We've been preppers for years and fortunately for me and the better half, we read or hop on the computer to research topics of interest far more than watching the brainless boob tube; in fact, we don't get TV reception (confession........as a treat following a hectic business day, we're gonna pop some pop corn tonight and watch "Meet the Fockers" tonight on DVD ).

My point is, "stuff" is very important, but what you store between your ears is just as important IMHO.


----------



## MrSfstk8d (Jan 20, 2011)

Totally agree with HM. You can get stuff, but you have to know how to use it. Preferably, how to use it well. Get the stuff you can while you can, and spend other time learning (i.e. until next payday, lol)

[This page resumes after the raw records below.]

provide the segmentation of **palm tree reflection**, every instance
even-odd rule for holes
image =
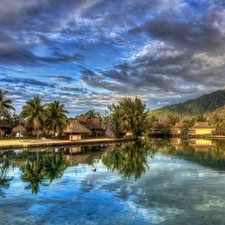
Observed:
[[[0,164],[0,196],[5,197],[5,193],[2,191],[2,188],[8,189],[10,186],[10,181],[13,177],[8,177],[7,172],[11,166],[11,163],[8,159],[4,160]]]
[[[38,154],[37,154],[38,155]],[[66,164],[63,160],[63,153],[45,152],[37,159],[27,161],[21,166],[21,179],[29,184],[25,187],[27,190],[32,190],[32,193],[37,194],[39,187],[48,186],[54,179],[60,178],[66,169]]]
[[[102,156],[102,162],[109,170],[117,170],[123,179],[137,180],[149,169],[147,157],[153,155],[150,145],[142,141],[116,146],[114,151]]]

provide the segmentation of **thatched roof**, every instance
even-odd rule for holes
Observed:
[[[10,128],[10,125],[6,120],[0,120],[0,128]]]
[[[105,136],[108,138],[116,138],[116,135],[109,127],[106,128]]]
[[[19,124],[18,126],[14,127],[12,129],[13,133],[20,133],[20,132],[26,132],[26,131],[27,131],[27,129],[21,124]]]
[[[64,133],[84,134],[91,133],[91,131],[82,124],[80,124],[78,120],[69,120],[67,123],[67,127],[64,130]]]
[[[190,129],[215,129],[215,127],[209,126],[208,122],[196,122]]]
[[[88,119],[90,119],[91,117],[89,115],[80,115],[80,116],[76,116],[75,120],[78,120],[79,122],[87,122]]]
[[[170,128],[170,130],[180,130],[184,127],[184,123],[176,123],[174,126]]]
[[[91,130],[102,130],[102,119],[101,118],[90,118],[87,120],[87,126]]]

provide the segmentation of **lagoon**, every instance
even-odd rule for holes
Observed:
[[[225,224],[224,143],[196,143],[4,151],[0,224]]]

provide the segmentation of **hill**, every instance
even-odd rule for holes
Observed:
[[[212,115],[214,114],[217,114],[220,117],[225,117],[225,105],[212,112]]]
[[[150,115],[164,117],[168,114],[183,116],[196,116],[198,114],[212,113],[225,105],[225,90],[218,90],[210,94],[202,95],[196,99],[184,103],[164,106],[161,109],[150,111]]]

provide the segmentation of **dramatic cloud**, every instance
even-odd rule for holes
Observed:
[[[70,116],[125,96],[150,109],[225,84],[225,2],[0,0],[0,89]]]

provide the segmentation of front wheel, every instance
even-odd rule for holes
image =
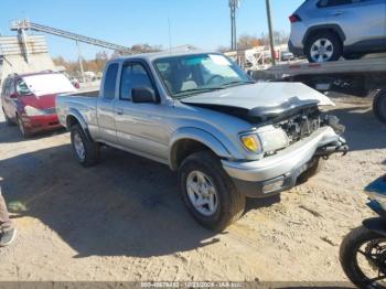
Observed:
[[[223,231],[242,216],[245,196],[210,151],[187,157],[180,167],[179,182],[183,202],[201,225]]]
[[[364,226],[342,242],[340,260],[349,279],[358,288],[386,288],[386,237]]]
[[[76,159],[83,167],[92,167],[99,161],[99,144],[87,138],[79,125],[71,128],[71,143]]]

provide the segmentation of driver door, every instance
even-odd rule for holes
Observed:
[[[157,88],[147,64],[130,61],[124,64],[119,98],[115,105],[118,144],[135,153],[168,162],[168,125],[164,106],[159,103],[133,103],[132,88]]]

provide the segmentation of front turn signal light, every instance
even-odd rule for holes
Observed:
[[[261,144],[256,135],[245,135],[240,136],[240,141],[248,151],[254,153],[261,152]]]

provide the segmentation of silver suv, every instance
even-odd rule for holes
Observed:
[[[386,0],[307,0],[289,19],[290,51],[309,62],[386,51]]]

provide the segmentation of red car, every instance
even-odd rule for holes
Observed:
[[[61,127],[55,110],[58,94],[76,92],[66,76],[54,72],[10,75],[1,92],[8,125],[18,124],[23,137]]]

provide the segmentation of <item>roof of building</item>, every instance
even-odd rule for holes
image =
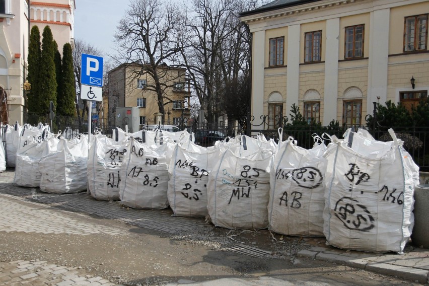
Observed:
[[[286,7],[297,6],[306,3],[312,2],[317,2],[322,0],[274,0],[265,5],[262,5],[259,8],[257,8],[250,11],[245,11],[240,14],[240,17],[247,16],[253,14],[256,14],[261,12],[271,11]]]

We're behind the eight ball on food storage in my house. Big family, sometimes economical issues causing us to dip in, etc. but I've never sold tools or books for food or bills. Consequently, we've got a good deal of tools for repairs and gardening as well as books on lots of subjects (work and leisure) as well as cookbooks and gardening books. We know we 'can' build up from what we have and what we know, it's now into doing it. That, and building up the stockpiles to make the process more comfortable. You'll get there.


----------



## BillM (Dec 29, 2010)

*Overwhelmed*

Overwhelemed, the qualitys exibited by those who survive and those who don't are pretty simple .

One person senses a problem headed his way and either gets out of the path, or acts to deal with the problem.

Victums remain in the path and are afraid to act for fear of making the wrong decision.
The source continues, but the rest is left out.